The President took up Sen. Harris's earlier invitation to comment on his report on the libraries by providing some financial context. He cautioned against solutions based on pumping more money into the libraries. He said that Columbia was already in the midst of a $75 million renovation of Butler Library, and that the libraries' materials budget had maintained an annual growth rate of 8 percent even in recent years of tight operating budgets. As for the conclusion of the external review that the operating budget of the libraries should be treated not like those of administrative units but like those of academic units, with faster annual growth rates, the President said it would require difficult decisions, because the money would have to come from elsewhere in the University. He added that similar kinds of choices were involved in decisions about negotiations with Local 2110.

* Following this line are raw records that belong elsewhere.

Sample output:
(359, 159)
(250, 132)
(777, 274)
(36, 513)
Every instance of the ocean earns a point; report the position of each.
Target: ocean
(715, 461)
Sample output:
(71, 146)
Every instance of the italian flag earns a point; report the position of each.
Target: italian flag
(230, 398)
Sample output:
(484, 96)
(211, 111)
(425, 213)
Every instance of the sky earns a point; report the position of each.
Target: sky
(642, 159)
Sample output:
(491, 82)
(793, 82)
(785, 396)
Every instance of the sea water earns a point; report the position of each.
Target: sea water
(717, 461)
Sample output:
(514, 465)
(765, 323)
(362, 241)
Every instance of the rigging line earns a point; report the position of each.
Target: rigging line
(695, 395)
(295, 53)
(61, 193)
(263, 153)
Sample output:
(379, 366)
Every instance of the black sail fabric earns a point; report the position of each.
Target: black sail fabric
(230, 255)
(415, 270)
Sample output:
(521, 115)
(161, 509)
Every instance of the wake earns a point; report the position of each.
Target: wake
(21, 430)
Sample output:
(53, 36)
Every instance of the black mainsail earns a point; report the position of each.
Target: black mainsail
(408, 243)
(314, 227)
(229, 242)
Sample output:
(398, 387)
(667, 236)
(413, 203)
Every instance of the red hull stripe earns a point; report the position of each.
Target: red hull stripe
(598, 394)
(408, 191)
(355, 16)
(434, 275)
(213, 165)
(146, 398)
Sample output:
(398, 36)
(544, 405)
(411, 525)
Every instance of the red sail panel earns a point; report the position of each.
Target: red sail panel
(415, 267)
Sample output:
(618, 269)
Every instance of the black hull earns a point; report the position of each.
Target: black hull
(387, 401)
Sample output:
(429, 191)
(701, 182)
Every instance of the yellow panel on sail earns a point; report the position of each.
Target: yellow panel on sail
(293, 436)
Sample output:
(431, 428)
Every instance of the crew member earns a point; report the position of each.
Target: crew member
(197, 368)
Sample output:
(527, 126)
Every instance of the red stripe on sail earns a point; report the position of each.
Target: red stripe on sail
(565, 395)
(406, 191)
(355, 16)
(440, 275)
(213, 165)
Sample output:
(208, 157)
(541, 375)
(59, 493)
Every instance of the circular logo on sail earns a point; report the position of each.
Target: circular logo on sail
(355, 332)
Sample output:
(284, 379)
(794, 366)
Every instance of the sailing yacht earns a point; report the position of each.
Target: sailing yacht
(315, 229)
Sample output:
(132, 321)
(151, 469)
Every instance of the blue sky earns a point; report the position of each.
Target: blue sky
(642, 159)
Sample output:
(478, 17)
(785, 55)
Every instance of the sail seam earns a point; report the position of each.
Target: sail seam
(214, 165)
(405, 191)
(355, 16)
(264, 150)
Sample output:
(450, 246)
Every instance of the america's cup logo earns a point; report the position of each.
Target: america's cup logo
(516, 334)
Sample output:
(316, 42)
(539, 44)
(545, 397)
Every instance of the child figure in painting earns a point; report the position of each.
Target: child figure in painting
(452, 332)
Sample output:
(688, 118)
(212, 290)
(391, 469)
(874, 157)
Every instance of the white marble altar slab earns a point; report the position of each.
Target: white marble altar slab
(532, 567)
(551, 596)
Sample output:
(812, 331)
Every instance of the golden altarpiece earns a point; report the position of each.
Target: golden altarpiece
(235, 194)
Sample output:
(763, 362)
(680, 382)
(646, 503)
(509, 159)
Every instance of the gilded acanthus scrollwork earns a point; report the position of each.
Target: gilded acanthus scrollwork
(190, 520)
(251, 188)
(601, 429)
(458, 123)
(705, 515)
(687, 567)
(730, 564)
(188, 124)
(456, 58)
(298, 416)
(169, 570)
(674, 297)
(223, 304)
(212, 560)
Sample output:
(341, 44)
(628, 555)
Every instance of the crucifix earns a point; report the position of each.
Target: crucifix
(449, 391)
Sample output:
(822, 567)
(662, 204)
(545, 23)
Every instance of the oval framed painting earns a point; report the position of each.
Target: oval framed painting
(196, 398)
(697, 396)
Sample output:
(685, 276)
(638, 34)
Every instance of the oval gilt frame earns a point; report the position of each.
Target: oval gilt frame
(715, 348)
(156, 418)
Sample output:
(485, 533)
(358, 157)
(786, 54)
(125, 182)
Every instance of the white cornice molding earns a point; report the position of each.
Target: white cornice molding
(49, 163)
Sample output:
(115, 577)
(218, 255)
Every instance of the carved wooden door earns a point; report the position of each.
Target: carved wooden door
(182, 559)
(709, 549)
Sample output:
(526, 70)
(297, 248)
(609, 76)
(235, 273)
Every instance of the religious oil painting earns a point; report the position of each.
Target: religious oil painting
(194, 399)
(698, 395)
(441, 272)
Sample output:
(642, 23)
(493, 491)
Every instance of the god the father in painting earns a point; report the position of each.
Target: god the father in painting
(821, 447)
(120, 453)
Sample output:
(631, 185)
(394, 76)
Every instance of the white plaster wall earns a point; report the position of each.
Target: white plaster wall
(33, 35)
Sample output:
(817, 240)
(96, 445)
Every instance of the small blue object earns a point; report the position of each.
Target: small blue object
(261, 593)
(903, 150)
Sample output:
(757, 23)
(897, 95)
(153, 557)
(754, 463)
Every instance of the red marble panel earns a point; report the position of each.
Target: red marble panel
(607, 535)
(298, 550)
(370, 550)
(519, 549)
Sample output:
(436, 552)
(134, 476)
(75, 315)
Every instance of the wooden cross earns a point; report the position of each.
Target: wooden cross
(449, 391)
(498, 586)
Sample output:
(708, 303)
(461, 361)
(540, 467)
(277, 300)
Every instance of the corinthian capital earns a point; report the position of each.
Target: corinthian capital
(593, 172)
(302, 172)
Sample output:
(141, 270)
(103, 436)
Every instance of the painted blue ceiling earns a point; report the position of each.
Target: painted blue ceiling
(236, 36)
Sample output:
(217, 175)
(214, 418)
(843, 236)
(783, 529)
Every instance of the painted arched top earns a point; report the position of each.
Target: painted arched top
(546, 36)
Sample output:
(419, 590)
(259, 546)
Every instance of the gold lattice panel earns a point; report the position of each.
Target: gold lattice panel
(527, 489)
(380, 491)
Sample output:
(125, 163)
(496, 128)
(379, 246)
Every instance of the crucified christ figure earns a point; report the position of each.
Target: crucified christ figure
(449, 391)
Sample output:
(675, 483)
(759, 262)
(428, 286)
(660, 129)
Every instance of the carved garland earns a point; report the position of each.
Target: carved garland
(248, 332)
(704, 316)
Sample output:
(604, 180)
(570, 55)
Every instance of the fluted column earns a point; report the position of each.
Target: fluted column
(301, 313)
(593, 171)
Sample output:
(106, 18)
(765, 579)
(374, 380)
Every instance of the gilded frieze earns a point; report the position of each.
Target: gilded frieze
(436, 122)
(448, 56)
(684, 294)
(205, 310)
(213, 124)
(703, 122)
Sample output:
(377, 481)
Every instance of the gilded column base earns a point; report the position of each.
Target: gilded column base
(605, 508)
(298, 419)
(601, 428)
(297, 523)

Sen. Cole responded to Sen. Harris's warning about inadequate salaries for ACIS staff by pointing out the extraordinary marketplace for skilled academic information programmers, particularly in New York City. He said that able ACIS staff members were receiving offers from Goldman Sachs and Citibank for twice their Columbia salaries, and that the University could not win bidding wars against these institutions. But he said there are other ways of approaching this problem, probably including some salary increases. These issues required further discussion, he said, as part of the deliberative process he had outlined.

Sen. Gardner said the Columbia College Student Council had met with College administrators the previous spring and agreed on certain ideas for modifying the house system, but these plans had not been enacted. He asked if there had been disagreements in the administration about these plans. Both the President and the Provost said that no such plans had been presented to them.

Sen. C. P. Krishnamurthy (Stu., SEAS) asked about the Provost's plan, outlined in his letter to the Senate, to shift the primary emphasis from increasing the size of the undergraduate applicant pool to improving its quality. He wondered if a slowing in the rate of growth of applicants would slow the enlargement of Columbia College. The Provost said that decision depended on the quality of the pool. He stressed that Columbia had far exceeded its initial goals for the size of the Columbia College applicant pool, which had grown by 92 percent in the past five years. But his point in the letter was that, though the quality had risen along with the size of the pool, it could still be improved. He said it was more important now to focus on quality and the fit between Columbia and certain kinds of excellent students than on trying to drive selectivity below its current level of 16-17 percent.

Provost's report on the work of the Salary Equity Committee in 1996-97: The Provost reported that the Salary Equity Committee, chaired by Prof. Casey Ichniowski of the Business School, had studied the salaries of faculty and librarians on the Morningside campus in search of inequities based on age, gender, or ethnicity. Plans were also under way to study faculty at the Health Sciences and administrators. In the Morningside study , only one academic unit had shown statistically significant discrepancies, based on gender. The Provost had already sought salary adjustments in that unit, and had sought a further adjustment for the present academic year. The disparity would be eliminated, he said. The committee would be reporting later in the year on a study of possible salary inequities resulting from promotional practices.

Dr. Heinrich asked if future reports to the Senate could come from the Salary Equity Committee itself. The President suggested that Sen. Duby, as chairman of the Executive Committee, ask Prof. Ichniowski to make the next report.

There being no further business, the President adjourned the meeting at 2:40 pm.